The Sunday after our arrival at our third week's house, we drove along the south coast of Brittany.

Our first stop was the Château de Keriolet, built in the late nineteenth century in a medieval style.
Unfortunately, it was closed on the day we visited, so we could only look around the grounds.

The guardhouse came complete with its own permanent guard dog!

The château was just inland from the city of Concarneau. Concarneau was begun in the
Middle Ages on an island, which was later fortified with a wall that completely enclosed it.
The modern city now extends to the mainland, and a bridge connects the island, but there is
still a real medieval feel to the island. There is still a big tuna fishing industry located there.

We arrived at low tide, but by the time we left it was high tide. The
photos above show the bridge that connects the island to the mainland.
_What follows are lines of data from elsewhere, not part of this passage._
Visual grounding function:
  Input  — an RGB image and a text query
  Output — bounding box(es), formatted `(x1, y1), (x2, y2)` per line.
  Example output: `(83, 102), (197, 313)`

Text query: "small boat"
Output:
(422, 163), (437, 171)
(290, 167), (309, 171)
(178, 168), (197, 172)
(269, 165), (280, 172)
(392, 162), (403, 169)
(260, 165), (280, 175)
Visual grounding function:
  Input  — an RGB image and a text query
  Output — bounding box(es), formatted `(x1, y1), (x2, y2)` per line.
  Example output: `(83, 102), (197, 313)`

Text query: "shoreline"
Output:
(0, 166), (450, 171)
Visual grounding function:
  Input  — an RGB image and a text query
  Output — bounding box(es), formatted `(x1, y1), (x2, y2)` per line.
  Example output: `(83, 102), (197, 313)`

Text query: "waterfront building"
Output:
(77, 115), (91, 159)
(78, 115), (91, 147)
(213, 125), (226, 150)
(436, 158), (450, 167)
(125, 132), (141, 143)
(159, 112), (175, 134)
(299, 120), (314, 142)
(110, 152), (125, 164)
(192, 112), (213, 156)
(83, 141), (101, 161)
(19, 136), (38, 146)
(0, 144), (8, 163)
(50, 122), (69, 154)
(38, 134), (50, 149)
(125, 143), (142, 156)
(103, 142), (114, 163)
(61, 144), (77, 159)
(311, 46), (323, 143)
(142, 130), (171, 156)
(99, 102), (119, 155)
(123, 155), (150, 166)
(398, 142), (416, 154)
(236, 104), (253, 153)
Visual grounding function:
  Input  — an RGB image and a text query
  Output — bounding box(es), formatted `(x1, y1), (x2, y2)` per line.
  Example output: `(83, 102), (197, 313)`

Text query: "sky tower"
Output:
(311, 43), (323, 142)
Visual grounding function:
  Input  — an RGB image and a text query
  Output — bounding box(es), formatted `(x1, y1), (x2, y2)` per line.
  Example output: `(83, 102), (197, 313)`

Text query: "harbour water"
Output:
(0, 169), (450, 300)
The island, which is pedestrian only, has only one central street, lined with souvenir shops and restaurants.

Later that day, we stopped for a drink in the village of Saint-Goustan, across the river from the city of Auray.
There isn't much happening there, especially on a Sunday afternoon, but we enjoyed the relaxed feel of the place.

A wide seventeenth-century bridge connects Saint-Goustan to Auray.